溺愛〜ラビリンス〜
姫の決断
坂本 悠斗 side
柚が学校に来るようになり、俺もそしておそらくは翔真やブラックホークスの奴等も、徐々に安心し落ちついていった。
今朝も嬉しそうに朝の挨拶をしてきた柚に、安らぎと幸せを感じながら柚の教室まで一緒に歩く。

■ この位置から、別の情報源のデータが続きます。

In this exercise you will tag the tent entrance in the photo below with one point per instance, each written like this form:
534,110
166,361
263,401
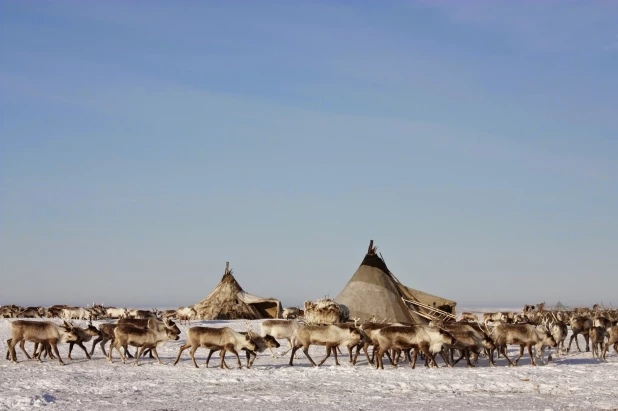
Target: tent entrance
429,312
267,309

「ゆうくん…あのね?昨日チームのみんなと遊園地に行って来たの。」
遊園地?アイツ等揃って遊園地に行ったのか?俺は想像して可笑しくて仕方なかったが何とかこらえた。
「…そうか。」
「うん。それでね?これ…ゆうくんにお土産!」
柚が笑顔で小さな紙袋を差し出した。
「…サンキュー。」
俺が受け取ると、柚は更に嬉しそうな顔をした。
「フフッ。私とお揃いなの。ちゃんとつけてね?」
「あぁ…」
柚とお揃いという言葉に顔がにやける。何を買ってきたか知らないが、柚とのお揃いは俺の宝物になる。
「柚?」
「何?」
「翔真と遊園地行ったなら、俺ともどこか一緒に行かないか?」
思い切って柚をデートに誘った。スッゲェ、ドキドキする。